Le ministre marocain de l’Industrie et du Commerce fier de la jeunesse et des réalisations de son pays

  • «L'économie marocaine est en pleine forme; nous avons réussi à maintenir nos grands équilibres macroéconomiques, et nos exportations sont en augmentation de 30%»
  • «Le Maroc a une relation très intense avec la plupart des pays du monde»

DAVOS: En marge du Forum économique mondial (WEF) de Davos, Arab News en français a rencontré le ministre marocain de l’Industrie et du Commerce, Ryad Mezzour. Une occasion d’explorer avec ce diplômé de l’École polytechnique fédérale de Zurich les arcanes de l’éclatante santé économique du Maroc, un pays pour lequel l’année 2022 a été une suite de succès, à commencer par la qualification de son équipe nationale en demi-finale de la Coupe du monde de football Qatar 2022, une première historique pour un pays africain et arabe.

Une économie «en pleine forme» malgré la sécheresse et les effets de la guerre d’Ukraine

«L'économie marocaine est en pleine forme !» a répondu M. Mezzour à une question sur la situation économique actuelle du Maroc.: «Nous avons réussi à maintenir nos grands équilibres macroéconomiques. Nos exportations sont en augmentation de 30%, bien que la situation soit inédite. Nous avons fait face à une sécheresse que nous n'avions pas connue depuis quarante ans. Et, bien évidemment, nous avons subi les effets de la crise ukrainienne, notamment avec une inflation exceptionnelle que le monde a dû supporter, en particulier les citoyens».

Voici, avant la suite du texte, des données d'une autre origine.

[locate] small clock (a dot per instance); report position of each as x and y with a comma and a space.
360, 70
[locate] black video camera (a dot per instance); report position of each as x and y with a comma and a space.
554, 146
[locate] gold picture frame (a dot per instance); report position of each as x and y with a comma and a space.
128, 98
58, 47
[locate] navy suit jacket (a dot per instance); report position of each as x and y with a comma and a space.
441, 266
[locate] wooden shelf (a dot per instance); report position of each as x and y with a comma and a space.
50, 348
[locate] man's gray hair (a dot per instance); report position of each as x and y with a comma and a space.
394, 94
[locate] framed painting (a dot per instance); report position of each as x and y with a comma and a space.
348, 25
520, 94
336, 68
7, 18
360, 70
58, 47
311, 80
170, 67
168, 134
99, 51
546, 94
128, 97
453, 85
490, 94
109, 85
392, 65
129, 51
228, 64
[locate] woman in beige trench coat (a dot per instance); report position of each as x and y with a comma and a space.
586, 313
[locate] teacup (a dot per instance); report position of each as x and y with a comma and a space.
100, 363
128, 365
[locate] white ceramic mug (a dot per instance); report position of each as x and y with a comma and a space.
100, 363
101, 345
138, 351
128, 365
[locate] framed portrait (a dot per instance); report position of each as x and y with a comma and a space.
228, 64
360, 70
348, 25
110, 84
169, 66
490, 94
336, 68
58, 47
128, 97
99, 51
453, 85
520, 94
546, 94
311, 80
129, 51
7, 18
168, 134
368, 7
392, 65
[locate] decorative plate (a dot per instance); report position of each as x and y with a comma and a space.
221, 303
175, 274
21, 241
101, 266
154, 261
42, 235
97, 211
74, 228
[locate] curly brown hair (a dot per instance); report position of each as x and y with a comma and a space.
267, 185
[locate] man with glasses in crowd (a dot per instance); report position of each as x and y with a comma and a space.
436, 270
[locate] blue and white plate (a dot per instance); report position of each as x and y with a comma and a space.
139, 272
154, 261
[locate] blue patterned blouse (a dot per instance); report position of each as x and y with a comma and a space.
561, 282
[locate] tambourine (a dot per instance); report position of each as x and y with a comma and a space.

Le ministre a ajouté: «Alors, nous sommes assez fiers d'avoir gardé cette dynamique économique qui a permis d'augmenter nos exportations et nos investissements. Nous sommes aussi et surtout très fiers d'avoir maintenu l'inflation à un niveau de 6% – alors que dans plusieurs États, elle a été à deux chiffres –, ce qui a permis de préserver le pouvoir d'achat de nos concitoyens», a ajouté le ministre marocain de l’Industrie et du Commerce.

Tendre la main au voisin «pour le bien-être des deux peuples»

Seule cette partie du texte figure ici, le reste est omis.